PKBM hadir dengan program kesetaraan, mulai dari Paket A (setara SD), Paket B (setara SMP), hingga Paket C (setara SMA). Program ini membuka kesempatan luas bagi remaja hingga orang dewasa untuk memperoleh kembali akses pendidikan formal. Khusus Paket C menjadi pilihan banyak remaja Banjarmasin yang ingin mendapatkan ijazah formal sebagai syarat melanjutkan kuliah atau masuk dunia kerja.
“Peserta kami berasal dari berbagai usia, namun mereka punya semangat yang sama untuk belajar kembali. Ada yang baru berhenti sekolah, ada juga yang ingin melanjutkan meski sudah bekerja,” ungkap Verrawati, baisukan Sabtu (20/09/2025).
Ia menambahkan, pola pembelajaran di PKBM disusun menyerupai sekolah formal, namun lebih fleksibel menyesuaikan kondisi peserta. Bahkan, sistem pembelajaran digital juga diterapkan agar peserta tetap aktif dan melek perkembangan zaman. “Selain materi akademik, kami membekali mereka dengan keterampilan tambahan. Jadi, setelah lulus mereka bisa bersaing di dunia kerja dan mandiri secara ekonomi,” ujarnya.
Keberadaan PKBM di Banjarmasin diharapkan dapat menekan angka putus sekolah yang selawas ini masih cukup tinggi.

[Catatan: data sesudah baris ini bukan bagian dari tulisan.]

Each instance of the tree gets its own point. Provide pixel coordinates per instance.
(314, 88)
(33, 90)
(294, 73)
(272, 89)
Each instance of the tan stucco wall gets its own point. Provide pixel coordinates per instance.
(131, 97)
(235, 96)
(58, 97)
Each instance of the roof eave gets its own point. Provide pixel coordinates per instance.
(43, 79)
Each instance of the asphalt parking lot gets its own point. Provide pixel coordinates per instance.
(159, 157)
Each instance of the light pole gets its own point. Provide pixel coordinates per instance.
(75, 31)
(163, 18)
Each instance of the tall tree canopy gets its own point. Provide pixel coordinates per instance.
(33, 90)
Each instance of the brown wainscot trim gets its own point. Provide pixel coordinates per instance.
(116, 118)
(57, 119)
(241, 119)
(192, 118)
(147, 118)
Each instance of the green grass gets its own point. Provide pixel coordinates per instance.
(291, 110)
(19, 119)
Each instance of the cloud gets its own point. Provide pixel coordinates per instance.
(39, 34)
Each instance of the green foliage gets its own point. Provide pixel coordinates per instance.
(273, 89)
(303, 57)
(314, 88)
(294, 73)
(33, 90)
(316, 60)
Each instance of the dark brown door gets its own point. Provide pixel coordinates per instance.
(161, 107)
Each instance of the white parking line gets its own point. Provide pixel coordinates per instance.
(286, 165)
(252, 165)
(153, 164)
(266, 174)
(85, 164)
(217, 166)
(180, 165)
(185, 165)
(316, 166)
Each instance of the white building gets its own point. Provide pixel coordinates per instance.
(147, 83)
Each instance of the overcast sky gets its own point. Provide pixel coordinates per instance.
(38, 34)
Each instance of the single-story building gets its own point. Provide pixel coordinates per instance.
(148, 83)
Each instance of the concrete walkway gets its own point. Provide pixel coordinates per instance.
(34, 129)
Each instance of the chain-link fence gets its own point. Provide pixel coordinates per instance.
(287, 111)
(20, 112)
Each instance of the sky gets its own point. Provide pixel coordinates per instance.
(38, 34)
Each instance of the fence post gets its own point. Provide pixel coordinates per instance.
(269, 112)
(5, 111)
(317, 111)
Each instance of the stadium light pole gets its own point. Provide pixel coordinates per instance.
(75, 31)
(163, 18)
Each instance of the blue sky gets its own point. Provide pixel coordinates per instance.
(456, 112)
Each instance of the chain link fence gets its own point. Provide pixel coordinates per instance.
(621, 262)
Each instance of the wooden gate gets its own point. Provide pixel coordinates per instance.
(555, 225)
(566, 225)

Selain memberi jalan kembali bagi anak-anak untuk menggapai pendidikan, PKBM juga memberi ruang bagi masyarakat dewasa untuk memperoleh pengetahuan sekaligus keterampilan baru.
Dengan dukungan penuh pemerintah dan semangat para peserta, PKBM diyakini menjadi solusi nyata dalam mencetak generasi muda Banjarmasin yang lebih berdaya, berpendidikan, dan siap menghadapi tantangan masa depan. (EPW/JCI).